On relève 4 missions principales à exercer dans le cadre réglementaire : 1-
s’assurer de la stabilité des échanges sur le long terme, 2- garantir aux
nations que les échanges intra-régionaux sont équitables, 3- traiter de l’inter-régionalisation
des échanges, 4- assurer l’équilibre des emplois et des revenus dans le
cadre d’une Production et d’un Commerce Equitables.
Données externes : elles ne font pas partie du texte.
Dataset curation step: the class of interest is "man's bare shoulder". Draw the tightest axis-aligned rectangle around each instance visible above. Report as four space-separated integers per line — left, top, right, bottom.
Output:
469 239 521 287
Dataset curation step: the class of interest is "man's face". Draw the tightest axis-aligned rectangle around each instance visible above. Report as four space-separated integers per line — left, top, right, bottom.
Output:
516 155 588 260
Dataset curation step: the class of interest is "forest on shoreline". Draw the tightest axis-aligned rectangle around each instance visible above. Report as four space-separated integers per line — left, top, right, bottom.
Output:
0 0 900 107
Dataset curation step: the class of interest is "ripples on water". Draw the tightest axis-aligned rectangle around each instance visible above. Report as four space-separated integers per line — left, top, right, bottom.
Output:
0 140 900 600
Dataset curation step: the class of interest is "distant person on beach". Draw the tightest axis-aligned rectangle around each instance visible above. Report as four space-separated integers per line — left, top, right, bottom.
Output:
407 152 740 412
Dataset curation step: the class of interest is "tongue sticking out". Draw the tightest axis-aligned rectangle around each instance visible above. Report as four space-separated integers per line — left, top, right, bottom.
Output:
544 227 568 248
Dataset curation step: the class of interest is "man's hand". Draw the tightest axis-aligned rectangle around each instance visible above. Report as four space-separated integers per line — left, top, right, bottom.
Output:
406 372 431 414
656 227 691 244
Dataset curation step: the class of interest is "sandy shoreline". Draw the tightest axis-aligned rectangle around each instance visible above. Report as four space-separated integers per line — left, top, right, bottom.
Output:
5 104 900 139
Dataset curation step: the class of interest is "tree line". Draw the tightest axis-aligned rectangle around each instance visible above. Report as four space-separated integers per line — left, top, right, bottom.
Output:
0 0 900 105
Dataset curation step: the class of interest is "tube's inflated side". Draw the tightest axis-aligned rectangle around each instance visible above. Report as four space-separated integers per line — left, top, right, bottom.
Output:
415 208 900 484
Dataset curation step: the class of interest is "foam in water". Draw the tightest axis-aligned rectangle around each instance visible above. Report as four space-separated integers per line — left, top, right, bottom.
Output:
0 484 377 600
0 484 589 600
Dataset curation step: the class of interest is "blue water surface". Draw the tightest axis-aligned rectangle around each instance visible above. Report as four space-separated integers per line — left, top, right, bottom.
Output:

Cette responsabilité doit nécessairement être assumée par des instances
représentatives des nations concernées (comme l’OMC, le FMI, l’OIT …), ce
que nous développerons dans le chapitre « Des vertus du Libéralisme
Equitable sur l’équilibre public privé».
CONCLUSION :
Dans cette première partie de notre analyse des échanges internationaux nous
venons de prendre clairement parti pour un système de répartition équitable
de la production de richesses en vue d’assurer une répartition tout aussi
équitable des richesses produites.
Nous avons bien observé en effet que les modalités de fonctionnement des
échanges internationaux sont responsables d’une forme d’aveuglement des
marchés face aux risques écosocionomiques engendrés et qu’un dépoussiérage
de la théorie du Commerce International s’impose. En particulier, la
bipolarité de notre modèle de société avec les pays émergents d’un coté et
les pays riches de l’autre met en évidence des désordres qu’il convient de
mieux maîtriser.
Ce concept de Production Equitable devient donc l’un des éléments clé de la
Théorie du Libéralisme Equitable et complète utilement le concept d’Ecosocionomie
dans l’objectif que nous nous sommes fixé de « remettre l’homme au cœur du
système de production ».
Bien sûr, l’approche de régionalisation des économies que nous venons de
proposer peut paraitre anachronique au regard d’une économie que l’on
qualifie depuis des décennies de « globalisée » et qui est largement
dérégulée. Pourtant, loin d’être une marche arrière, cette approche se veut
consensuelle mais sans concession sur l’essentiel : atteindre un point
d’équilibre écosocionomique qui assure une croissance maîtrisée des
économies et un repositionnement de l’homme lui permettant d’être auteur,
compositeur et interprète de l’évolution de son environnement.
Les prochaines étapes de notre analyse contribueront à démontrer que cette
approche est non seulement cohérente au regard de l’évolution des économies
mais aussi indispensable si l’on veut éviter les crises systémiques.